Digital Transformation » Digital transformation: the four “must dos” for finance departments

Digital transformation is radically changing the nature of business and transforming industries beyond recognition. This is largely because today, digital technology is playing a key role in innovation in products, services and business models.

The 2018 edition of The Hackett Group’s annual Key Issues Study found that 74% of companies expect digital transformation to disrupt their industry and change the competitive landscape, while an even higher percentage, 82%, expect it to fundamentally change the operating model of their business.

The report ‘CFO Agenda: Finance’s Four Imperatives to Accelerate Business Value’ is based on results gathered from more than 160 executives globally, most at large companies with annual revenue of $1bn or greater.

Finance firms are acutely aware of digital transformation – 96% expect it to bring step-change improvement to performance and 97% expect it to alter the function’s operating model. Over half, or 56%, claim to have a digital transformation strategy, compared to 44% last year. However, only 35% say they have the capabilities to actually execute on this strategy.

Despite this capability gap, finance organisations are set to rapidly increase their adoption of both mainstream and emerging digital technologies over the next two to three years, with the fastest growth expected in areas such as robotics process automation, cloud-based applications, advanced analytics, and master data management technologies.

If finance functions are to accomplish their broader goals of lowering costs and headcount while improving insights that inform decision making, they must embrace smart automation and other digital transformation. However, they can only do so if they are able move from theory to practice, by upping their ability to execute.

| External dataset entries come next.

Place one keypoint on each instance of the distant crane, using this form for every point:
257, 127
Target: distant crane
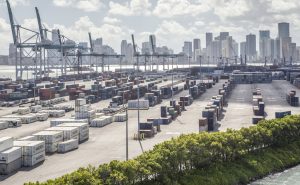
27, 52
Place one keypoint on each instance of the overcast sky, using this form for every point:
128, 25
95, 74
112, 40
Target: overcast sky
172, 21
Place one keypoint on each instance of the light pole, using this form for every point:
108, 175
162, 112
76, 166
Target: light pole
200, 68
126, 109
172, 79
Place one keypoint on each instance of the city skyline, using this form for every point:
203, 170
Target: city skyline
169, 24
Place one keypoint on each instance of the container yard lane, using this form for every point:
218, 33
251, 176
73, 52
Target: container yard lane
238, 113
275, 97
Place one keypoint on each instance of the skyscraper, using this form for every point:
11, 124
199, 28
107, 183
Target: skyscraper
264, 37
251, 46
209, 39
123, 47
224, 35
283, 30
187, 48
154, 40
197, 48
243, 49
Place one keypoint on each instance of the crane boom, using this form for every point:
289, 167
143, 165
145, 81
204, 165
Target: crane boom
12, 24
39, 24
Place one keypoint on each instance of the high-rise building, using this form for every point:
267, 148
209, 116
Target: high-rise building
55, 38
283, 30
224, 35
146, 48
213, 51
123, 47
251, 46
197, 48
271, 49
229, 48
285, 47
129, 53
187, 48
154, 40
264, 37
98, 45
292, 52
209, 38
83, 47
243, 49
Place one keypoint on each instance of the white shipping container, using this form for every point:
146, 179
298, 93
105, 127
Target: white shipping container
67, 146
83, 127
6, 169
30, 147
3, 125
12, 122
120, 117
83, 136
49, 136
84, 108
11, 154
60, 121
27, 138
23, 110
102, 121
30, 118
80, 102
98, 115
36, 108
51, 147
42, 116
134, 104
56, 113
69, 132
6, 143
31, 160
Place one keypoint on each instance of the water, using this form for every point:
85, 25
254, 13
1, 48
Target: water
9, 71
288, 177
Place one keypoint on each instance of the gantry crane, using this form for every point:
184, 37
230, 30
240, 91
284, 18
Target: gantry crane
27, 52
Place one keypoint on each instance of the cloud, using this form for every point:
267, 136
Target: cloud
111, 20
19, 2
279, 6
171, 8
133, 7
78, 31
231, 8
85, 5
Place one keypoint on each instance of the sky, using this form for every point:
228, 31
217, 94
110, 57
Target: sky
172, 21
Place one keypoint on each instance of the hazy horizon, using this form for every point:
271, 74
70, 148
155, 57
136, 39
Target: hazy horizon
172, 21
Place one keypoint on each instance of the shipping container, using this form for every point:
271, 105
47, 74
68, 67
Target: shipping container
30, 147
6, 169
6, 143
67, 146
32, 160
11, 154
68, 132
49, 136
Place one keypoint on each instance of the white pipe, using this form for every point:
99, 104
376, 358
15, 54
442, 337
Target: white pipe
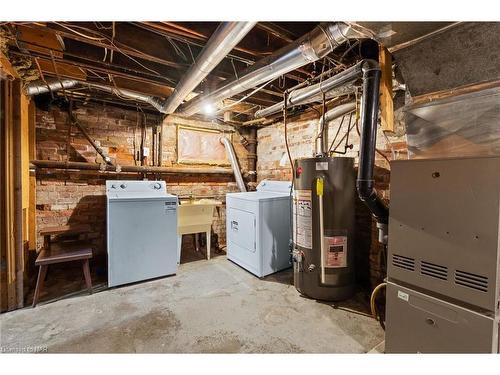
234, 163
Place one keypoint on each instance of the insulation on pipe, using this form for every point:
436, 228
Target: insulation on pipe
222, 41
311, 47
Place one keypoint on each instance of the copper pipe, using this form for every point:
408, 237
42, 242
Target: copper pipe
52, 164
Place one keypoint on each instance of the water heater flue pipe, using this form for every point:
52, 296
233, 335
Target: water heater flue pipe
369, 71
234, 163
369, 115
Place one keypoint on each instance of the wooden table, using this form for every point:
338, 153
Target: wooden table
62, 252
48, 232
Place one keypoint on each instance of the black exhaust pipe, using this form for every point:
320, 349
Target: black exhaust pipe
369, 115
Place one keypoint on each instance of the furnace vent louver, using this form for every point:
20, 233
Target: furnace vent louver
471, 280
403, 262
434, 270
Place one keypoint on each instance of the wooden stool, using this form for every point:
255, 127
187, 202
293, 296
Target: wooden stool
61, 253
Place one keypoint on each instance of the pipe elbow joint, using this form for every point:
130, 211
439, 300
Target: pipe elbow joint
369, 65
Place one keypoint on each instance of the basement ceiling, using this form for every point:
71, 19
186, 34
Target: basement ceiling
151, 57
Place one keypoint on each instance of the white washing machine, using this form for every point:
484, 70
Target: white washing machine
258, 228
142, 231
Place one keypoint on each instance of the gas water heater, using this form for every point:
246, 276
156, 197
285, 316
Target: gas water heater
323, 227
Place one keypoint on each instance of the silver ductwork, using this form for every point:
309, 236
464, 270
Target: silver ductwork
311, 47
222, 41
39, 87
321, 140
340, 84
234, 163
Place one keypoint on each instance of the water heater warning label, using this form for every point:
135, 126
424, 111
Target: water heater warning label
336, 251
302, 218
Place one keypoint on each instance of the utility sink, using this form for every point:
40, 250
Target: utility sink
195, 216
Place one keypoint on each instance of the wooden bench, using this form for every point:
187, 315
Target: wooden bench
62, 252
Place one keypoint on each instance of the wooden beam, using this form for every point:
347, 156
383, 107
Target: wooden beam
454, 92
32, 176
40, 40
386, 101
65, 70
7, 71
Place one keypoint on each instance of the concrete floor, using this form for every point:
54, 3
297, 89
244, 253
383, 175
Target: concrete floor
208, 307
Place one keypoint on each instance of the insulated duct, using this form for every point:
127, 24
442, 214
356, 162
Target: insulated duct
234, 163
311, 47
321, 140
222, 41
339, 84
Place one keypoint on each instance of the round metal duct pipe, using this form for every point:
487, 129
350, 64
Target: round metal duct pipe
309, 48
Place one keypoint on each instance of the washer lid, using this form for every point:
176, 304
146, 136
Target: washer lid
275, 186
128, 188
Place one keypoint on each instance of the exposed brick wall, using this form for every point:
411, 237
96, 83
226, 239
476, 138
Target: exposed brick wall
68, 197
273, 163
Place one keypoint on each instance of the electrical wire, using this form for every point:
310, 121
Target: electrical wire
373, 306
346, 137
336, 134
245, 97
79, 33
113, 43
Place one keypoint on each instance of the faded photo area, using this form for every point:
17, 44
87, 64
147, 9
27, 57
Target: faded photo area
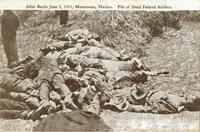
100, 71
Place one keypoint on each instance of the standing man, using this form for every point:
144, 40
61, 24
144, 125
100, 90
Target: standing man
9, 25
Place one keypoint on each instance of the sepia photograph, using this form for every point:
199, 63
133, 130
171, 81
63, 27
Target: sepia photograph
109, 70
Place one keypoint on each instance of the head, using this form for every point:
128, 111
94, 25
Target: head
139, 93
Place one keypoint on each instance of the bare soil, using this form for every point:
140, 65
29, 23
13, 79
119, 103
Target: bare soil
176, 51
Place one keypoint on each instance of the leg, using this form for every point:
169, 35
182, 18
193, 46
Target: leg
44, 92
6, 48
44, 104
13, 50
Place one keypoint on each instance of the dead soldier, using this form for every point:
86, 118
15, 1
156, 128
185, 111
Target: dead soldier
19, 89
161, 102
49, 77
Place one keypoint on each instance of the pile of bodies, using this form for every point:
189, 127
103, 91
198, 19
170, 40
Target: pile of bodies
79, 72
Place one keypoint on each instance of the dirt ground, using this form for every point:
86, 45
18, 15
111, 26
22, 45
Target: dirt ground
175, 51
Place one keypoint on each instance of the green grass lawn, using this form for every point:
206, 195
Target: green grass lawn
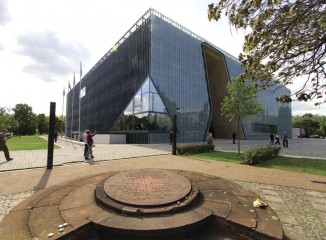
303, 165
27, 143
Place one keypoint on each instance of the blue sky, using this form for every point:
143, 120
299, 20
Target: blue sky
43, 41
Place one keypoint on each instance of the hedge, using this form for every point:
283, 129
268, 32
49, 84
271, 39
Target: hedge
194, 148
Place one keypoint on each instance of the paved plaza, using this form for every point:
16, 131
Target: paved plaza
298, 199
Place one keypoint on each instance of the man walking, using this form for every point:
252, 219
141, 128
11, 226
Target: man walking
3, 144
85, 142
285, 140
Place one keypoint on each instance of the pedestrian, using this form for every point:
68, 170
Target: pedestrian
3, 144
277, 138
234, 135
85, 142
55, 135
272, 139
285, 140
90, 143
209, 138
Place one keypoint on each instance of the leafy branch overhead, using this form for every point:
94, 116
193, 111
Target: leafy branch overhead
286, 44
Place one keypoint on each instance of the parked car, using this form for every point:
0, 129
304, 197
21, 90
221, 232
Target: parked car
314, 136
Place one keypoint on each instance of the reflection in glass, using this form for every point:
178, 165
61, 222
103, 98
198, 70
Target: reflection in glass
145, 112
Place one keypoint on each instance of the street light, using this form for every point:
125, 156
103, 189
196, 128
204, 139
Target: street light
174, 133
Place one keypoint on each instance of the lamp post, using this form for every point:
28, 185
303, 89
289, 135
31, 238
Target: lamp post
174, 134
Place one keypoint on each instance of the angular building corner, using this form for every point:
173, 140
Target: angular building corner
159, 69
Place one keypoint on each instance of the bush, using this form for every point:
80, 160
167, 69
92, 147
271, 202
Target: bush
194, 148
258, 155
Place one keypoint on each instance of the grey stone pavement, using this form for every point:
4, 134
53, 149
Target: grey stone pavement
302, 211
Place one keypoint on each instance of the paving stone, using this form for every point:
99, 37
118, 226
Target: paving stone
274, 198
270, 192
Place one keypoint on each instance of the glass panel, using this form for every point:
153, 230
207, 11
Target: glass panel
137, 99
163, 122
145, 102
120, 126
152, 87
152, 121
129, 109
129, 122
145, 87
158, 105
141, 122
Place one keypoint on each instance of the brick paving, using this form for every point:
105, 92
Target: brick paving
302, 210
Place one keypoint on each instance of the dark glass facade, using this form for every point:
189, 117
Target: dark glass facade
159, 69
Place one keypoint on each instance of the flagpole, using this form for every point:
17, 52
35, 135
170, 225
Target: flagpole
67, 108
72, 106
63, 104
80, 76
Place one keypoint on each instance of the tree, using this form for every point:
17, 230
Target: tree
286, 44
240, 102
322, 123
42, 124
308, 122
7, 120
26, 119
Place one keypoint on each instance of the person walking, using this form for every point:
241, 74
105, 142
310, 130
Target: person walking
285, 140
209, 138
55, 135
277, 138
90, 143
272, 139
85, 142
3, 144
234, 135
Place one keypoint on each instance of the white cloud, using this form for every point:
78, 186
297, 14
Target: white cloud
43, 42
4, 13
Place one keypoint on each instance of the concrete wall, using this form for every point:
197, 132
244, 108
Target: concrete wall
110, 139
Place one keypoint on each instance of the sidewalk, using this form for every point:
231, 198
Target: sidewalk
298, 199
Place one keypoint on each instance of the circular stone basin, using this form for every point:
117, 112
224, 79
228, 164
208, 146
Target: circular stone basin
147, 187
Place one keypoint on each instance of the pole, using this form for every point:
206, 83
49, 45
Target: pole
72, 107
63, 104
80, 76
51, 136
174, 143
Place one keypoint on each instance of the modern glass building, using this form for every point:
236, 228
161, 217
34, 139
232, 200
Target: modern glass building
159, 69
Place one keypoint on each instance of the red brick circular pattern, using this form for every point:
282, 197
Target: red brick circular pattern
147, 187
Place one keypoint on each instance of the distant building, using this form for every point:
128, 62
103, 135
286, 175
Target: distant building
159, 69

In order to close this gap, The Hackett Group’s research identified four “must dos” for finance:

  • Balancing investments to improve performance

According to our research, finance is again going to have to work with smaller budgets – a combination of a 1.3% projected reduction in operating budget and revenue growth of 3.6% was cited by our respondents. While this budget cut is the smallest in the past three years, it is significantly larger than those expected for other business services functions, including procurement and HR.

One reason that finance costs will drop by less than in recent years is that automation initiatives and organisational changes have already driven out significant process inefficiencies, making additional cost cutting more challenging.

  • Support the enterprise with improved analytics and insight

Supporting the enterprise’s analytics needs is finance’s top objective in 2018, with 84% citing it as being of ‘critical’ or ‘high’ importance. The goal of the analytics focus is to enable finance to more effectively provide insight, so management can make smarter decisions about operations, investments and capital allocation.

Most finance organisations are undertaking technology, process and people-related initiatives to improve this capability. However, the combination of analytics, modelling, and reporting is one of several areas where a dramatic capability gap exists in finance. While it is of the highest importance, it is also ranked as among the most challenging to address.

An important part of this challenge is finding the right talent. While finance can access new technologies, it has a very hard time finding the right people to implement and use them. Talent is another area where finance sees high importance but low ability to address.

  • Leverage digital strategy

Senior finance management is now aware of the importance of digital transformation and is beginning to allocate additional resources to drive fuller adoption. The research examined current and projected adoption rates for more than a dozen digital technologies and identified several interesting trends. Cloud-based tools are already gaining momentum for applications such as enterprise performance management, expense reporting, and account reconciliation. A ‘cloud-first’ policy is also emerging for applications that extend the functionality of core transactional finance systems.

The research found that the percentage of finance organisations that have broadly adopted advanced analytics is expected to grow by more than eight times over the next two to three years. A similar trend is expected in several other areas, including master data management technologies and data visualisation tools.

Robotic process automation was projected to be the fastest-growing of all the digital technologies considered in the study, and for good reason. It can help finance the automation of transactional processes, replacing staff with automated solutions that can provide the link between disparate systems, enter data from one system to the other, and substantially reduce cost and error in processes like accounting.  Robots are best suited for rule-based processes. However, with the addition of cognitive computing, another strong growth area, they can do even more.

  • Reshape the service delivery model

Virtually all research respondents also agreed that digital transformation is expected to significantly alter finance’s service delivery models. The research found that this is already taking place, with reallocation of finance headcount and workload from business units to global business services and centres of excellence expected to occur over the next few years.

The pace of growth for digital technologies in finance is rapidly increasing. It is no longer enough to simply understand the potential impact of digital technologies. Finance must move beyond readiness and exploration, to fuller adoption in those areas with the greatest impact. To this end, finance must have a strategy in place, a robust business case, a roadmap, and the people and resources to support it, or risk being left behind.

Gilles Bonelli is associate principal and David Ketchin managing director of the Hackett Group Europe.